Ahn, Hongryul; Jung, Inuk; Chae, Heejoon; Kang, Dongwon; Jung, Woosuk; Kim, Sun.
Afiliación
  • Ahn H; Department of Computer Science and Engineering, Seoul National University, Seoul, Korea.
  • Jung I; Department of Computer Science and Engineering, Kyungpook National University, Daegu, Korea.
  • Chae H; Division of Computer Science, Sookmyung Women's University, Seoul, Korea.
  • Kang D; Department of Computer Science and Engineering, Seoul National University, Seoul, Korea.
  • Jung W; Department of Crop Science, Konkuk University, Seoul, Korea. jungw@konkuk.ac.kr.
  • Kim S; Department of Computer Science and Engineering, Seoul National University, Seoul, Korea. sunkim.bioinfo@snu.ac.kr.
BMC Bioinformatics ; 20(Suppl 16): 588, 2019 Dec 02.
Article en En | MEDLINE | ID: mdl-31787073
ABSTRACT

BACKGROUND:

Integrated analysis that uses multiple sample gene expression data measured under the same stress can detect stress response genes more accurately than analysis of individual sample data. However, the integrated analysis is challenging since experimental conditions (strength of stress and the number of time points) are heterogeneous across multiple samples.

RESULTS:

HTRgene is a computational method to perform the integrated analysis of multiple heterogeneous time-series data measured under the same stress condition.
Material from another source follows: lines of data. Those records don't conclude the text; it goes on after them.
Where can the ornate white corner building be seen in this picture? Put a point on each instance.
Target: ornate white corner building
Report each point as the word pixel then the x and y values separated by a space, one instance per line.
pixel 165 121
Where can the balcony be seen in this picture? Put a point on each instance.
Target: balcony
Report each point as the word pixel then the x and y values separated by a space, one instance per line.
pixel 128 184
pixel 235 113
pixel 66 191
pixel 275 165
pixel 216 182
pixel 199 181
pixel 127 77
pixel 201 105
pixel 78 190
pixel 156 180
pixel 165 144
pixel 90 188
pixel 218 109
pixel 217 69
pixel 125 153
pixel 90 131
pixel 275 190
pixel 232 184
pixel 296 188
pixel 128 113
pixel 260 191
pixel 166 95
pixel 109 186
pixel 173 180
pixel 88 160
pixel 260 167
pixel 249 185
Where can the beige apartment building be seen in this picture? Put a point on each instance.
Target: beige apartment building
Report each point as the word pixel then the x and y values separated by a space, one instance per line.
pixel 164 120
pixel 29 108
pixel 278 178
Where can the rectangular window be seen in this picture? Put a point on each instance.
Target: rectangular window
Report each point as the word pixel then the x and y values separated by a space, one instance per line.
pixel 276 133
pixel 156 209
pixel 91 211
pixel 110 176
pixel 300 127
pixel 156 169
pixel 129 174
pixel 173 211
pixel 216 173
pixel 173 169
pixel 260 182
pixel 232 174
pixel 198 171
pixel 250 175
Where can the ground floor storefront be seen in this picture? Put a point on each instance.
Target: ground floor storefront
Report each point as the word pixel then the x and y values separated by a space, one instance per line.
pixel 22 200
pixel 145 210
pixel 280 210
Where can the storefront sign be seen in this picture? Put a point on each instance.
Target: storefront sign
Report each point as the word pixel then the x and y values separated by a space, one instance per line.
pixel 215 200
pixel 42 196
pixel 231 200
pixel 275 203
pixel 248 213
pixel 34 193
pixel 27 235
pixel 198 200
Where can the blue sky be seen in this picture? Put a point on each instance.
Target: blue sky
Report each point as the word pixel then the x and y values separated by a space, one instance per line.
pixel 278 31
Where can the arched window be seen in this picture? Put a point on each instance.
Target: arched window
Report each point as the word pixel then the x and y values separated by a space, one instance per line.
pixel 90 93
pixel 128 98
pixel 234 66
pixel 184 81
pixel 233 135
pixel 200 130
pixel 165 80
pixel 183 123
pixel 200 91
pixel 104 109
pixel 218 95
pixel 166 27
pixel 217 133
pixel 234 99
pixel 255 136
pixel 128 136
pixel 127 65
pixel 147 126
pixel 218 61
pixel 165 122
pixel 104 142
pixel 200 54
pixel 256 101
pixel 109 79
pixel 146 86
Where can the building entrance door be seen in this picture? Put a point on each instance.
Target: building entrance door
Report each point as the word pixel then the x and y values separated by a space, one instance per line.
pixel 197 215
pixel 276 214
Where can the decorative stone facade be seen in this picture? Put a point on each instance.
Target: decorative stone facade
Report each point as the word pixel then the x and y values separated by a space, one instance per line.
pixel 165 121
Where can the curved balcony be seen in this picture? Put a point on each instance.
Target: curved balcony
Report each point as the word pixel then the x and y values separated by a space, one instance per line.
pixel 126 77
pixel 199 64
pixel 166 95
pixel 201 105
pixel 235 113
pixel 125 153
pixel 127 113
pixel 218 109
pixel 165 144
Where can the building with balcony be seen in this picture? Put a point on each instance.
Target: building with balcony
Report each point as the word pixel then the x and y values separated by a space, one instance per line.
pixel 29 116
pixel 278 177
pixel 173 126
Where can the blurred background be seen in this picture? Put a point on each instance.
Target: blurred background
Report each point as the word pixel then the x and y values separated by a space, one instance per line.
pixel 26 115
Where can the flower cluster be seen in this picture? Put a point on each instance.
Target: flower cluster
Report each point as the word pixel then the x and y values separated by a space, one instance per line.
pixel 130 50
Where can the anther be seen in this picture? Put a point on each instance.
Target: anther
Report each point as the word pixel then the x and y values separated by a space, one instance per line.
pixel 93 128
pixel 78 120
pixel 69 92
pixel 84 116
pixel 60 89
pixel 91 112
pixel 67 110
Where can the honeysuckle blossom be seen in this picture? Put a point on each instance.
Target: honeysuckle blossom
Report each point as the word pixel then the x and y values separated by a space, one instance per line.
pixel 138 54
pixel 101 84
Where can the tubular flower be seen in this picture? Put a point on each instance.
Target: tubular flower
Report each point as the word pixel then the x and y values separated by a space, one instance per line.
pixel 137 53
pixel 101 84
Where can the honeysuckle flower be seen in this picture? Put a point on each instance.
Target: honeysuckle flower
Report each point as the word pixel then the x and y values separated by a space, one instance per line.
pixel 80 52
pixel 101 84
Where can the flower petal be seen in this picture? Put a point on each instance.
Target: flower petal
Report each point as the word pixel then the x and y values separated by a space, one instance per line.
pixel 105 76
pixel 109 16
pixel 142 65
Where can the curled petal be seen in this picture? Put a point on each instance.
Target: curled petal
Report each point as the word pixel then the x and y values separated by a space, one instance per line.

The goal of HTRgene is to identify "response order preserving DEGs" that are defined as genes not only which are differentially expressed but also whose response order is preserved across multiple samples. The utility of HTRgene was demonstrated using 28 and 24 time-series sample gene expression data measured under cold and heat stress in Arabidopsis. HTRgene analysis successfully reproduced known biological mechanisms of cold and heat stress in Arabidopsis. Also, HTRgene showed higher accuracy in detecting the documented stress response genes than existing tools.

CONCLUSIONS:

HTRgene, a method to find the ordering of response time of genes that are commonly observed among multiple time-series samples, successfully integrated multiple heterogeneous time-series gene expression datasets. It can be applied to many research problems related to the integration of time series data analysis.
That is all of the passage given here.